Most conventional electronic flashguns that either fit in the camera’s accessory shoe or attach to a bracket at one side of the camera cannot be tilted downwards sufficiently to illuminate a subject that is close to the lens. Even if they are tilted down, it is quite likely that the macro lens or bellows unit will block some or all of the light from reaching the subject. To get round this problem, several camera manufacturers and independents have developed specialised flash systems for close-up and macro work.
Macro flash units that fit the camera’s accessory shoe have two light-weight flash heads on flexible arms that can be adjusted independently to vary the angle, distance and direction of the light falling on the subject.
The Hama (or Kepcor) Macro Flash has no control over flash intensity or duration, but comes with a table of approximate exposures at various distances. For best results, it needs to be calibrated or used with a flash meter (and allowance made for light loss caused by magnification). It is light enough to be hand-held with a macro lens. The flexible arms mean that it is not easy to reproduce the exact positions of the heads.
Filter mounts on the front of lenses were designed take filters, not the weight and leverage of one or two flashguns, so lens-fitting macro flash units are normally light in weight, containing just the flash tubes and reflectors, and use flexible cables to connect to a power supply unit in the camera’s accessory shoe.
The angle of the lighting can be adjusted by rotating the heads around a ring attached to the filter mount, but the direction and distance are fixed for a given working distance. Diffusers or neutral-density filters can reduce the intensity of the light from one head and make it act as a fill-in.
Lens-fitting units are mostly made by camera manufacturers and use TTL flash control to achieve correct exposure. As with any lighting, you may need to adjust the automatic exposure to allow for dark or light backgrounds. Some units have a variable-power manual mode, and you can test and calibrate them for known combinations of film speed, aperture and magnification, without worrying about backgrounds.
It is easy to reproduce the exact positions of the heads. They are light enough to be hand-held with a macro lens.
Novoflex makes an adapter that screws into the filter mount of a lens and allows one or two flashguns to be mounted at varying distances from the lens.

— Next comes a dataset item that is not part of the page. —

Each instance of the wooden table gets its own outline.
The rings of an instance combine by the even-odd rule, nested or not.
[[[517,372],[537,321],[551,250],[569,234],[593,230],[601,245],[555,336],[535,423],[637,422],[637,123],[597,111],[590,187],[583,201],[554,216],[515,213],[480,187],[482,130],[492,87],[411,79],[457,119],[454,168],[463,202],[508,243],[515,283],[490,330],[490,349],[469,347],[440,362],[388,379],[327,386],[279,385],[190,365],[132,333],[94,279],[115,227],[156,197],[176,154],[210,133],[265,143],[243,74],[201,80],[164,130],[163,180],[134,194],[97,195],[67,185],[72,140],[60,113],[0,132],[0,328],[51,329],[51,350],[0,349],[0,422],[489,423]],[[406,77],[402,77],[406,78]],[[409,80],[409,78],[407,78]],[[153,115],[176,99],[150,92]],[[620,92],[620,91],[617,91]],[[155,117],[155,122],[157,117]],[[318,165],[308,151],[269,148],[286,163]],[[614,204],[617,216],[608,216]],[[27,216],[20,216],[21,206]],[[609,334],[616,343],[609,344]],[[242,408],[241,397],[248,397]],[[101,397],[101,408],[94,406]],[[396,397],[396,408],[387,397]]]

Some independents, such as Manfrotto, Kirk, Leppo and Wimberley, make special flash brackets that attach to the camera’s tripod bush and allow one or two normal TTL auto flash guns to be used for close-up and macro work. Some people make their own brackets. Single or double arms allow the distance and direction of the light to be adjusted, but there is less scope for changing the angle. The flashguns can be of different power (with the weaker acting as a fill-in), or they can be of the same power, with diffusers or neutral-density filters to allow one flashgun to act as a fill-in, reducing shadow density and avoiding excessive contrast.
The combination of metal arms and normal flashguns can produce a fairly heavy assembly. Swivelling and sliding arms provide versatile lighting, but you need to keep careful notes of lengths and angles if you want to be able to reproduce your settings.
This type of setup was in use long before TTL auto flash control, and manual flashguns with variable output (or with paper diffusers of varying thickness) can be used to produce a calibrated system that produces accurate and repeatable results.